Let's look at the first piece of the equation: back-end prospect data. This information is not customer-facing, but rather vital in-house data that will influence the kind of content the prospect will see. Examples include:
- Prospect dossiers. These should be consistent across the department and include things like demographics, activity logs and obstacles to conversion. Naturally these things will be tracked in your CRM system.
- Marketing plans. You'll write up specific deliverables based on where the prospect is in the sales cycle. For example, if the prospect is at the "top" of the customer funnel -- the "awareness" phase -- content like white papers, ebooks, and how-to videos are applicable. If they're towards the end of the funnel, you'll assign deliverables like free trials, live demos and consultations. This schedule should be consistent and trackable.
Ownership and Editing of Prospect-Facing Content
Now that you have a process-oriented approach towards unique prospect needs, you need to coordinate these efforts with the deliverables themselves: the customer-facing content you create, content like the aforementioned white papers, ebooks, etc. This component should define who creates, coordinates, and edits the following:
- Editorial calendar creation.
- Blog, white paper, eBook writing.
- Content approval process (e.g. marketer agrees to send a prospect a specific eBlast).
- eBlastcreation and sending.
- Comment solicitation (e.g. if a marketer finds the content unconvincing, how does this process play out).
The key element of this step, once again, is the editing of the content itself before it goes to be proofed.
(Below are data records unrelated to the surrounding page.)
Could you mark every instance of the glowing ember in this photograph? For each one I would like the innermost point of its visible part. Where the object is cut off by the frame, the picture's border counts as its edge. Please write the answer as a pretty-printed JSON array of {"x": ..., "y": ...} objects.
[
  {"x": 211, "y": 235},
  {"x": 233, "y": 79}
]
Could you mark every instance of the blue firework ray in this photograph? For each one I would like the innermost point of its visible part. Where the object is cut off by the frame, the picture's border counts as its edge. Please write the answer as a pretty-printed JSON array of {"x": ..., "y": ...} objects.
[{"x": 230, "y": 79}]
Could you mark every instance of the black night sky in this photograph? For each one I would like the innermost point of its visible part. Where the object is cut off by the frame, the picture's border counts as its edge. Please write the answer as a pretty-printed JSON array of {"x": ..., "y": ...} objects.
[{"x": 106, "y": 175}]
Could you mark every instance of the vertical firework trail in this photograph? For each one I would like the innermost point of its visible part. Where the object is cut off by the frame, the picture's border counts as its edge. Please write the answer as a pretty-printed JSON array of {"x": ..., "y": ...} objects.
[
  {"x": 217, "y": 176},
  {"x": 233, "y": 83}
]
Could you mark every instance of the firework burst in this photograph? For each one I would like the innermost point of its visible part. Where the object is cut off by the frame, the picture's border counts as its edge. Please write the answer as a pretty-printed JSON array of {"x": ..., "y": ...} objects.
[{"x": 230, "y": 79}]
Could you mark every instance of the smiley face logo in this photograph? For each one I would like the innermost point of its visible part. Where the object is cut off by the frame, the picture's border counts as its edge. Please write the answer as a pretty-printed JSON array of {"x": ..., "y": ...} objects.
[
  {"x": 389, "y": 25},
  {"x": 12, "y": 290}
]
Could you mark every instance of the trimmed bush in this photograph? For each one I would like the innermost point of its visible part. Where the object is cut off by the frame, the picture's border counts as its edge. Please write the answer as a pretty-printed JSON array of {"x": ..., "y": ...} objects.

The editor will suggest tweaks, thematic concepts, visual ideas, tighten up the data, etc. They will not do the actual proofreading; that's the final step.
Who Proofs the Content?
The best advice here is also the simplest: have an experienced in-house proofreader to check all content before it goes out. Proofreaders will check the content for grammatical and formatting errors, misspellings and proper punctuation. Also make sure to have an in-house style guide that the editor can work from.